World Series of Poker
- Bracelet: 1
- Final tables: 8
- Money finishes: 43
- Highest WSOP Main Event finish: 11th, 1989

World Poker Tour
- Title: None
- Final table: 1
- Money finishes: 7

= John Esposito (poker player) =

American poker player

John Esposito Jr (born June 7) is an American professional poker player who won a World Series of Poker bracelet in Limit Hold'em. Esposito has 43 money finishes at the World Series of Poker (WSOP) including eight final tables and seven cashes in the $10,000 No Limit Hold'em Main Event.

==Poker career==
Esposito has been a regular on the poker tournament circuit since 1985 and has won numerous titles in different poker variants. He first cashed in the World Series of Poker in 1987 in the $1,500 No Limit Hold'em event.
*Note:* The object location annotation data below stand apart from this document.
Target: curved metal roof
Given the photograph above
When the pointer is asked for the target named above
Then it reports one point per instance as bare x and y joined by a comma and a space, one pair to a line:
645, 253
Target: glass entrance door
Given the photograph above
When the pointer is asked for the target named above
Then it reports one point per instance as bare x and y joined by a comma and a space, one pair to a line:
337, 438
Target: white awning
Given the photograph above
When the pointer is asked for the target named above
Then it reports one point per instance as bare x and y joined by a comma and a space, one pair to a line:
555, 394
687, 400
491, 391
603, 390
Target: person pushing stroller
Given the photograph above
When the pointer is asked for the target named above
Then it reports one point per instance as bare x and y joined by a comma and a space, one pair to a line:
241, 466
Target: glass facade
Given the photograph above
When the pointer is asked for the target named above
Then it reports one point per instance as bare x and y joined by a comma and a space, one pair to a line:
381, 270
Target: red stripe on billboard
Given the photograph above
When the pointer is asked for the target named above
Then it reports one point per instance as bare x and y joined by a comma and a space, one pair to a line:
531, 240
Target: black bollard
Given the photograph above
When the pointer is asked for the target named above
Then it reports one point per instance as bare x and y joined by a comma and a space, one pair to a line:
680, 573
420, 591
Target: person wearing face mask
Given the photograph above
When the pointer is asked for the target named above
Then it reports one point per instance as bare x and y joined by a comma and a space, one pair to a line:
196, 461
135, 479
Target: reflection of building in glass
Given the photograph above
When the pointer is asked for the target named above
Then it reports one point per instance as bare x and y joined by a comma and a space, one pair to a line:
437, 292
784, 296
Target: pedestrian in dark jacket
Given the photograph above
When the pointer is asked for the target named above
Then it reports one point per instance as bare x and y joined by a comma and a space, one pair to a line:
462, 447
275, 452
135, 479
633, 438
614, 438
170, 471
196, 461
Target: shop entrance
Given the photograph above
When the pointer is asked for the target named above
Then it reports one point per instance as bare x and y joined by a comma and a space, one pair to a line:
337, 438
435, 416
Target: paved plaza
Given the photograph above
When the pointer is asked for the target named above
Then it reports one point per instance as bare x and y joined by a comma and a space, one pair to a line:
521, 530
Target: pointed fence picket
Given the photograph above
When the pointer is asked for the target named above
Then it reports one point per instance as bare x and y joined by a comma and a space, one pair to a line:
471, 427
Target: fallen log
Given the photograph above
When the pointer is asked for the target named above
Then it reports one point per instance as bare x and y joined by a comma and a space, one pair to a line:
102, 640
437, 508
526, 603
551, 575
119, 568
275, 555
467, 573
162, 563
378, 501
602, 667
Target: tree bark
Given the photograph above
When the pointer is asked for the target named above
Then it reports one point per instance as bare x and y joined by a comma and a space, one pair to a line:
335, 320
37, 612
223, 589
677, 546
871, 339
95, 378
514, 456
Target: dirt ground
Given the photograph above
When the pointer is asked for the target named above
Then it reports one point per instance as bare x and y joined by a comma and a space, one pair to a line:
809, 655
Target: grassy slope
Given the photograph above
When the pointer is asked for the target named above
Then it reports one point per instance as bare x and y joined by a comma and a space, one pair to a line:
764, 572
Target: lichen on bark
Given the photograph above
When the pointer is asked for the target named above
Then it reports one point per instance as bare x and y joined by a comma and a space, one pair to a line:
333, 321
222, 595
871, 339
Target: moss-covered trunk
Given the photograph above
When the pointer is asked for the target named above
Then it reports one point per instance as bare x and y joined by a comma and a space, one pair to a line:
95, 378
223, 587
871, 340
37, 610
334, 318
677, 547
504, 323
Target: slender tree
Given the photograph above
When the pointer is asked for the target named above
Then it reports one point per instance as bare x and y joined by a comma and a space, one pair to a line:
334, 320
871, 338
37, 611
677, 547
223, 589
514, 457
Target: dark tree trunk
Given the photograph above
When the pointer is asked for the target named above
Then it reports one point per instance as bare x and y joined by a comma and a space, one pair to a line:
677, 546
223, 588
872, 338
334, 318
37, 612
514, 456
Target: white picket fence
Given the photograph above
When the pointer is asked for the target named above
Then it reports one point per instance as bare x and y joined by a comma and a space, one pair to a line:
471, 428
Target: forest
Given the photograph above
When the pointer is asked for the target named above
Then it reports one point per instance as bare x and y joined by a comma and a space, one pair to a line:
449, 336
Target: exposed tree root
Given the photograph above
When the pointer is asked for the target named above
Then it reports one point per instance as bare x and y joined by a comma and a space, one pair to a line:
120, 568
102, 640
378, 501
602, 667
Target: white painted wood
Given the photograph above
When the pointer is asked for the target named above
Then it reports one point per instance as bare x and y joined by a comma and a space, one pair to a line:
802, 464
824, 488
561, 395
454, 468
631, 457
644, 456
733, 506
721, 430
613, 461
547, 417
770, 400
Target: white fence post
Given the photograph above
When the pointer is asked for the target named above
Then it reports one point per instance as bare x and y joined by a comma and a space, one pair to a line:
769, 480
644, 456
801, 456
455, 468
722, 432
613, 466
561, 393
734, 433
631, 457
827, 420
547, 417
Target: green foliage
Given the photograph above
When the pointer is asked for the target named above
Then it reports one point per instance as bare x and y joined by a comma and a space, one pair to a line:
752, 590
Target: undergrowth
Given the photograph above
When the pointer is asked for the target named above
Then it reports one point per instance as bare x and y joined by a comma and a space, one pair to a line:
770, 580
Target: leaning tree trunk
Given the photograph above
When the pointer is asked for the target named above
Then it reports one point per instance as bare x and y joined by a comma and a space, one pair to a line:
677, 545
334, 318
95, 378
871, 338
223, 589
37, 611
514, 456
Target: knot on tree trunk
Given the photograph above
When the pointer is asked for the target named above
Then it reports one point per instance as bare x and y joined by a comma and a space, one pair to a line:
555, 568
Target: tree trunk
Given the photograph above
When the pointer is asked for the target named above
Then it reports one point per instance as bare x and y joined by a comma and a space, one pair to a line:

He won his bracelet with a first place finish in the $2,500 Limit Hold'em at the 1999 World Series of Poker beating out fellow professional Mimi Tran heads-up, earning a cash prize of $219,225. That final table also included top tournament players T. J. Cloutier and David Chiu.

Esposito also has multiple high finishes in the $10,000 Main Event Championship including 11th in 1989, 12th in 1995, 19th in 1996 26th in 2001, 108th in 2004 and 32nd in the 2011 WSOP.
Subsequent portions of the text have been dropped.